In a hospital setting, according to the Centers for Disease Control, “prevention of antimicrobial resistance depends on appropriate clinical practices that should be incorporated into all routine patient care. These include optimal management of vascular and urinary catheters, prevention of lower respiratory tract infection in intubated patients, accurate diagnosis of infectious etiologies, and judicious [antibiotic] selection and utilization.“
To that end, Boldt says, “I basically look, every single day, at every single patient in the hospital that’s on antibiotics and evaluate that for appropriateness. I work with Dr. Callahan from our infectious disease department really closely.”
“We work with providers,” she continues, “to try to either get antibiotics de-escalated to something more narrow so we’re not using these big gun antibiotics unnecessarily, or in some cases we’re even stopping antibiotics earlier to help decrease exposure. Then, sometimes it’s the flip side. We might have a patient with a drug-resistant bug that we actually need to escalate therapy on and maybe have multiple antibiotics onboard to try to combat it.”
Boldt and Lambie aren’t doing this all alone.

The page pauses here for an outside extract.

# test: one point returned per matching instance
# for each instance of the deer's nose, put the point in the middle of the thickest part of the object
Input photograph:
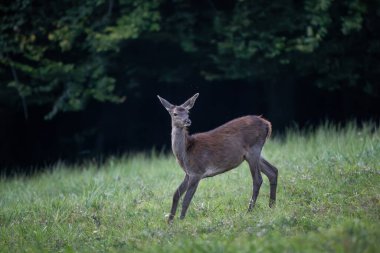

The hospital is a member of DASON – the Duke Antimicrobial Stewardship Outreach Network – and as such it has access to the network’s “regional pharmacy liaison” who travels between member hospitals sharing the most recent information on what other facilities are doing in infection control.
“Stewardship is so extremely important,” says Lambie. “It’s refreshing to see that the federal government is now getting involved and mandating stewardship practices and stewardship activities, because five years ago we were on the route to having no antibiotics that are effective.”
The U.S. National Library of Medicine at the National Institutes of Health sums up the situation this way: “Antibiotics are arguably the single most important and widely used medical intervention of our era. Almost every medical specialty uses antibiotic therapy at some point.”
It goes on to say, “Since bacterial adaptation and resistance were reported soon after antibiotics were first used,” there’s no reason to believe that’s going to stop anytime soon.